Sorry, but hashtags can’t make equal things that are not.
Remember the schoolyard chant, “Sticks and stones may break my bones, but names will never hurt me?” Words simply aren’t the same as actions. They’re not treated the same — nor should they be — under the law. And their ultimate effects are vastly different.
There’s a spectrum of victimization. At one end is an unwanted advance or comment, and at the other is rape and death. The problem with #MeToo is that it’s almost encouraging people to celebrate that victimization, regardless of where on the spectrum it falls.
The end result has been a casual willingness of people to share their verbose stories of harassment. But I haven’t seen many people describe in detail their assault or rape, or how they felt during those experiences.
That’s because it’s not something that social media awareness will solve, or that groupthink will heal. If anything, this campaign will only normalize behavior to which there is no one-size-fits-all solution.
There are degrees of victimization, and equalizing them in a misguided attempt at solidarity hurts those who have already lost the most, or who stand to lose more.

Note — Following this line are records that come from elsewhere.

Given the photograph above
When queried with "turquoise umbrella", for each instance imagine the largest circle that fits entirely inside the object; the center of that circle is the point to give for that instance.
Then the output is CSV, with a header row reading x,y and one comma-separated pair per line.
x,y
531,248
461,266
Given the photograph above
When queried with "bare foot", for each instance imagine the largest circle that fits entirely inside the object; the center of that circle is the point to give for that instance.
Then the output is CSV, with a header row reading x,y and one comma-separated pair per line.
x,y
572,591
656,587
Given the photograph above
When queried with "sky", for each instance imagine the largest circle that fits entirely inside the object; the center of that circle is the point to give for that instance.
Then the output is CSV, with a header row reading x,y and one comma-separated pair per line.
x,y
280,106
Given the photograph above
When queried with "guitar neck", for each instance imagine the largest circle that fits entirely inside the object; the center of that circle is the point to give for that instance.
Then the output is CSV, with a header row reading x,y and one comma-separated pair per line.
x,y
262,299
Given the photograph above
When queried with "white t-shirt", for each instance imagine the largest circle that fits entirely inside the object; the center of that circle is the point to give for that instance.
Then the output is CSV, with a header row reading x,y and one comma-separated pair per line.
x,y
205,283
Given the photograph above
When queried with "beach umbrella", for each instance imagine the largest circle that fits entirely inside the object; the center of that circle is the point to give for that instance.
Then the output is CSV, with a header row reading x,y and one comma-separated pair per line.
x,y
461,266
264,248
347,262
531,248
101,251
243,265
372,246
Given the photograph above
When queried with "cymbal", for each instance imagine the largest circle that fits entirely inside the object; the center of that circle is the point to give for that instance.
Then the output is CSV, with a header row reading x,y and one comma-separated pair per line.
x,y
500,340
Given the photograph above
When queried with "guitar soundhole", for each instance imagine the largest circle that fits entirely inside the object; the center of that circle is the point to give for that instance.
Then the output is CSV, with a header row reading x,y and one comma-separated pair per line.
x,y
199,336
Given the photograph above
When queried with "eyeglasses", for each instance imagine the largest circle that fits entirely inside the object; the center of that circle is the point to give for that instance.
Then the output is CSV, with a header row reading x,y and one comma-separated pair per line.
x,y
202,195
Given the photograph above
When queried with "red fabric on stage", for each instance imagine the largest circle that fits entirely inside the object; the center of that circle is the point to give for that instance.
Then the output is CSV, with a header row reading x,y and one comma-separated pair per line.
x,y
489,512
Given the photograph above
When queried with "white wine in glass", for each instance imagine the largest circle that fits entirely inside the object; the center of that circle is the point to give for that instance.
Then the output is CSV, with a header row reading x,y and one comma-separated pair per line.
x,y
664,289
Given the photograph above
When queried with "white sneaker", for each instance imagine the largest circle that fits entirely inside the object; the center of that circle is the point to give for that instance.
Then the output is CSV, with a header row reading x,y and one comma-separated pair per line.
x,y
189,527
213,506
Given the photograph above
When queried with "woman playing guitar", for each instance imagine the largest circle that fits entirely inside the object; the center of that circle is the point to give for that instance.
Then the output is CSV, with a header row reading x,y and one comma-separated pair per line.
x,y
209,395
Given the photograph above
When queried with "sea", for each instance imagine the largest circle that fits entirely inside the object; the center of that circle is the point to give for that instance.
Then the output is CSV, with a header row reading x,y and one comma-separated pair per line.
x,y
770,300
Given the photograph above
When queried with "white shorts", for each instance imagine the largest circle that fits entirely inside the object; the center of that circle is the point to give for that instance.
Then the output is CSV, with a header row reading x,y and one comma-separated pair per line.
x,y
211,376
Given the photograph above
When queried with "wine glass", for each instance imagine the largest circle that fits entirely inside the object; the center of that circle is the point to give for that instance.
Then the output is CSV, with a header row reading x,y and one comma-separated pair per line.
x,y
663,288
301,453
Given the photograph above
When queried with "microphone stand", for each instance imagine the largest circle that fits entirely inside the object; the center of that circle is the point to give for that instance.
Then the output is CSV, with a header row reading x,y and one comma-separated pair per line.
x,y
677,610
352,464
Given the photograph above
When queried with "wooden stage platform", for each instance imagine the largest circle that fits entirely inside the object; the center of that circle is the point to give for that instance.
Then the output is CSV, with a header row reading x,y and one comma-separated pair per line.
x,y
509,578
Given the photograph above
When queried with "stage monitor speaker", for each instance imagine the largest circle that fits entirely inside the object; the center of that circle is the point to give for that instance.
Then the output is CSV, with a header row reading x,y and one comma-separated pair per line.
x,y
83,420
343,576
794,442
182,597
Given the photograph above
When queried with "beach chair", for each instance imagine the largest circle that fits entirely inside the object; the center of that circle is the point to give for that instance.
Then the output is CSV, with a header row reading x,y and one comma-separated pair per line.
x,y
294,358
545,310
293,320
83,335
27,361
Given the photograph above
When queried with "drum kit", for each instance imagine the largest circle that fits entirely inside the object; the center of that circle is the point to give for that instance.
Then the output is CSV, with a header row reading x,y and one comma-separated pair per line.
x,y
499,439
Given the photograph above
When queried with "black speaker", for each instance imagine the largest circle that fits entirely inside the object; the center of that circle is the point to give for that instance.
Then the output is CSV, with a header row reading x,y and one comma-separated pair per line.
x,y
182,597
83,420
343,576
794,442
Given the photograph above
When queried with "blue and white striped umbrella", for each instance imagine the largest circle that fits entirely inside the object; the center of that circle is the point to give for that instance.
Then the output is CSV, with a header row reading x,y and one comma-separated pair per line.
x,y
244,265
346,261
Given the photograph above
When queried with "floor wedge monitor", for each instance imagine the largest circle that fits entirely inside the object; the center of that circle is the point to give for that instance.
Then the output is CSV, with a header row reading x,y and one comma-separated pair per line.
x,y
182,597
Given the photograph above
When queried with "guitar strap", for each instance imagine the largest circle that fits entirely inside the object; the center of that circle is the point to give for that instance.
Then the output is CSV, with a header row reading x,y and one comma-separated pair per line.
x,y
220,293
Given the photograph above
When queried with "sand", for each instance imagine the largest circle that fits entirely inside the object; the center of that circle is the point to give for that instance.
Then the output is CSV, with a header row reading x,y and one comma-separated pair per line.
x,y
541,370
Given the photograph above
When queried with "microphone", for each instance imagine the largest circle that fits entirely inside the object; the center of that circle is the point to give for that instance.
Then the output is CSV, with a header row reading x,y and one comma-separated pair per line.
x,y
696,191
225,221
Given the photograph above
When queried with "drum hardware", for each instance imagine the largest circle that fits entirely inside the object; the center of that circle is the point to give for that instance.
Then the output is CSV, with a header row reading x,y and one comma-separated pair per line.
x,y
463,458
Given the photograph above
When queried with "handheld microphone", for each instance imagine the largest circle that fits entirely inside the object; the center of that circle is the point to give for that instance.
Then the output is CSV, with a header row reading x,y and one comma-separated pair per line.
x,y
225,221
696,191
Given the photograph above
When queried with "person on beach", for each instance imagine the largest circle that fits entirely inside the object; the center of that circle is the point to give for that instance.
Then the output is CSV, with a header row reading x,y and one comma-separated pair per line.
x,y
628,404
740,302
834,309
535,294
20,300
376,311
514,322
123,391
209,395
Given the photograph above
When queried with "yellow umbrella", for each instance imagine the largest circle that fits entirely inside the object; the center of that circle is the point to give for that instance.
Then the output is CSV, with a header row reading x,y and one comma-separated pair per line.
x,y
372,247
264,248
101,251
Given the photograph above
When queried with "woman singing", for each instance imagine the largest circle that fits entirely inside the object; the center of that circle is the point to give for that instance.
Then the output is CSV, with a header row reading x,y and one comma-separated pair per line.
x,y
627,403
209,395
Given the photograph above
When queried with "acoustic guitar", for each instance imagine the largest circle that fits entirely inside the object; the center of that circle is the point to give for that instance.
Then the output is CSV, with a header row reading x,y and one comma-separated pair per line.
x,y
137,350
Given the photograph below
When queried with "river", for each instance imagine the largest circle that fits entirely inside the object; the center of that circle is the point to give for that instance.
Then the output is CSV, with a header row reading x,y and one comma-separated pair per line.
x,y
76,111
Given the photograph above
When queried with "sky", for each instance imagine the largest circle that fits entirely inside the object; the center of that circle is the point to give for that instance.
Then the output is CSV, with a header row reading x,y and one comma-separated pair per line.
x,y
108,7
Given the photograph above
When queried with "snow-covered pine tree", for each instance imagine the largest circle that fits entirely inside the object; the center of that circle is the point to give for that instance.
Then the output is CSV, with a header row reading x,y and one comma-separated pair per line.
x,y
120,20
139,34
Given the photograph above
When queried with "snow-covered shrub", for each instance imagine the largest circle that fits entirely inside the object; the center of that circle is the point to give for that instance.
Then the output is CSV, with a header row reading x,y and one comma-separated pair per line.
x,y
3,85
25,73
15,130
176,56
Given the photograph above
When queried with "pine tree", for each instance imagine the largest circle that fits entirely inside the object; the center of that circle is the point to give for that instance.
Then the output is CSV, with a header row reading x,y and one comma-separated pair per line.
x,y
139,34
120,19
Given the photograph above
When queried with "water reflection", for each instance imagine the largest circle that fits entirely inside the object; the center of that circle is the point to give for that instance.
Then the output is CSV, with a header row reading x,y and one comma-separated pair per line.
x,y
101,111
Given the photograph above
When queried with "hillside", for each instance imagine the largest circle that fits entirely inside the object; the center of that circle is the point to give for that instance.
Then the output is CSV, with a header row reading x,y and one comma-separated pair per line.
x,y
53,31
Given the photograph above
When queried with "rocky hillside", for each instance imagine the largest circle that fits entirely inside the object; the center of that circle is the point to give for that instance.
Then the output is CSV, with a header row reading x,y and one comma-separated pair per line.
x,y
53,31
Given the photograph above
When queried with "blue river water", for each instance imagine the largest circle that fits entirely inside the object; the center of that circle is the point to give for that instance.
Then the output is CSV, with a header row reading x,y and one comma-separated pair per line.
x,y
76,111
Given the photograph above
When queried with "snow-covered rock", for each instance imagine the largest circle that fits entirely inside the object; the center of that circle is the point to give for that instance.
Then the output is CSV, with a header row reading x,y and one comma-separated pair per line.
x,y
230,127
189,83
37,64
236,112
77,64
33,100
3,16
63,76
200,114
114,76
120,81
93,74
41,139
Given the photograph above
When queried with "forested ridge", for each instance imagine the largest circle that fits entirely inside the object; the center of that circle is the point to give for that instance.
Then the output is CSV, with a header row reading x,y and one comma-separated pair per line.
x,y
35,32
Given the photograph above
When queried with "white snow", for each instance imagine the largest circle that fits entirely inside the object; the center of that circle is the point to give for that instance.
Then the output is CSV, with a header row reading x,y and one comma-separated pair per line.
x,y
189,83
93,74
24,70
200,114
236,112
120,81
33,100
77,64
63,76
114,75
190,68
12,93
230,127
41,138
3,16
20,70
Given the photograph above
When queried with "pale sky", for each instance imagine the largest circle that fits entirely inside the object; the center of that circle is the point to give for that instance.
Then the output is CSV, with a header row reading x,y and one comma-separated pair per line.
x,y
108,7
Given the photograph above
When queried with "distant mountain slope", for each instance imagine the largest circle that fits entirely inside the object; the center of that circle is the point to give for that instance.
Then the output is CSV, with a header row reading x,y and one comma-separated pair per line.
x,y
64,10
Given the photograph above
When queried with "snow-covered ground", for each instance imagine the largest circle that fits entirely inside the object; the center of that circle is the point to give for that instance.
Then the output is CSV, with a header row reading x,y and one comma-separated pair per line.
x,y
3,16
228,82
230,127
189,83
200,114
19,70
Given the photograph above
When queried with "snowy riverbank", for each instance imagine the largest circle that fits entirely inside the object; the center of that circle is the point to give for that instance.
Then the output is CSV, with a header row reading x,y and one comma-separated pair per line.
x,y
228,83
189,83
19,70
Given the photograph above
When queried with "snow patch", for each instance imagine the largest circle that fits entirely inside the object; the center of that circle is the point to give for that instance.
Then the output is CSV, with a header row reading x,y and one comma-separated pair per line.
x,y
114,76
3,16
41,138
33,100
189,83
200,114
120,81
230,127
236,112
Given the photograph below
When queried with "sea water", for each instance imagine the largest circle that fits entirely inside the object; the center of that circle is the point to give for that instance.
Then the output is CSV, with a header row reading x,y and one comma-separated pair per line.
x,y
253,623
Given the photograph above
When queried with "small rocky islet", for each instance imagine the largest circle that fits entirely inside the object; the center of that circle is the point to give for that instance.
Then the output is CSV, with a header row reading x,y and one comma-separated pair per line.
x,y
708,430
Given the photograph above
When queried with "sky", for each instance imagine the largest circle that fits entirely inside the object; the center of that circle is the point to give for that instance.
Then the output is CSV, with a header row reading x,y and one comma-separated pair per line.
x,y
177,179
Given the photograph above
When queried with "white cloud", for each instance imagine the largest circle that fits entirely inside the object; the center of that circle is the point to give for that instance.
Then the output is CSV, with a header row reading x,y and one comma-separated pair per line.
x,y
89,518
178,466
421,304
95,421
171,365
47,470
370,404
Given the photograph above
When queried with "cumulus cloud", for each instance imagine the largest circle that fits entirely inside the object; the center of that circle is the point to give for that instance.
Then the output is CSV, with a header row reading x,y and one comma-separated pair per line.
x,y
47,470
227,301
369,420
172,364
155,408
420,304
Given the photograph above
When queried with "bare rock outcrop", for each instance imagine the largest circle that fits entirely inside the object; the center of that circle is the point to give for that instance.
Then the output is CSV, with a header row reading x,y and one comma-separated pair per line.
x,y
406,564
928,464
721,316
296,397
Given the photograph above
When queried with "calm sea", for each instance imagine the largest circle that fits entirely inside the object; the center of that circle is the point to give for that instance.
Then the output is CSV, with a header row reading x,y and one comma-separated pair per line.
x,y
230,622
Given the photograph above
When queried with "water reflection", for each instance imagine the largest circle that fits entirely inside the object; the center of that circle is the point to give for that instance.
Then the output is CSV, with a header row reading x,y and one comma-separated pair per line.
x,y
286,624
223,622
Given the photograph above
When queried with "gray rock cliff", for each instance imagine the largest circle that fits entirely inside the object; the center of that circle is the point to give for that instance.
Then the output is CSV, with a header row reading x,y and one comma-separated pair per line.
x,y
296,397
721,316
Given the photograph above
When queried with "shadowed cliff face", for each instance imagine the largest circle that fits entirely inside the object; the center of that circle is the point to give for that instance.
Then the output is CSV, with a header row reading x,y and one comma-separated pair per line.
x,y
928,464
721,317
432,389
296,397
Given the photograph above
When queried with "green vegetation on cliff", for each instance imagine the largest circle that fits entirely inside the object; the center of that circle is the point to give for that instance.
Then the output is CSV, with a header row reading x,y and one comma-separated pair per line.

The Crimes Against Children Research Center estimates 1 in 5 girls and 1 in 20 boys are victims of sexual assault. How dare we presume an adult who had to successfully refuse unwanted and warped advances in the workplace has suffered the same as a child who has no context for sexual assault and far less power to fight against it.
These are serious, life-altering crimes we’re talking about. They’re not the same as being cat-called on the street or having to put up with a gross colleague. Just because Hollywood has now decided to focus on harassment doesn’t mean victims of serious sexual assault have to swim in its wake.
Will people be more heavily scrutinized for sexual harassment in the workplace following Weinstein’s downfall? Hopefully. But #MeToo will do little to stop the predators, pornographers, molesters, rapists and killers who traumatize adults and terrorize kids for sport.